Certainly, algorithms like this can help LLMs make more efficient use of the data centers they’re hosted in — either by using the extra space to run more complex models, or, hear me out, by allowing us not to rush into building so many unpopular new data centers in the first place.
And that, paradoxically, could be a problem for the AI economy, at least as it’s currently structured.

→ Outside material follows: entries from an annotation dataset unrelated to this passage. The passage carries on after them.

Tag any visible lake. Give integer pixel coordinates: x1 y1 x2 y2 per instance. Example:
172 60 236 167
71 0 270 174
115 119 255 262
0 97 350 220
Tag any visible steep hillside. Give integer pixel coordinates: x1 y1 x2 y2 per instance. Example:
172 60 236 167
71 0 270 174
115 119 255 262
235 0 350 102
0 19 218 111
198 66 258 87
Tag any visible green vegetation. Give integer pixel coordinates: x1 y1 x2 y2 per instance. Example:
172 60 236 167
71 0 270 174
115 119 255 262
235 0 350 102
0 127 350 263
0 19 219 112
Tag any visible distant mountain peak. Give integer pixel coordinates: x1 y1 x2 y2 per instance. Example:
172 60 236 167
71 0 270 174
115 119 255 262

Why smaller and smarter will mess up NVIDIA
For the past three years, tech stocks have been riding ever higher on the back of one company alone: NVIDIA. And NVIDIA has been riding ever higher on the assumption that we’re in the middle of what CEO Jensen Huang called this month “the largest infrastructure buildout in history” — an explosion of data centers, for which NVIDIA will be the chief provider of chips.
But that infrastructure build-out, if you look at data centers actually built versus data centers promised, is already stumbling, as a fresh New York Times investigation just made clear. What’s the holdup? Not just opposition from concerned citizens across the U.S., now including the NAACP. It’s also permits, applications, inspections, and the other unsexy but often necessary parts of the local government machinery.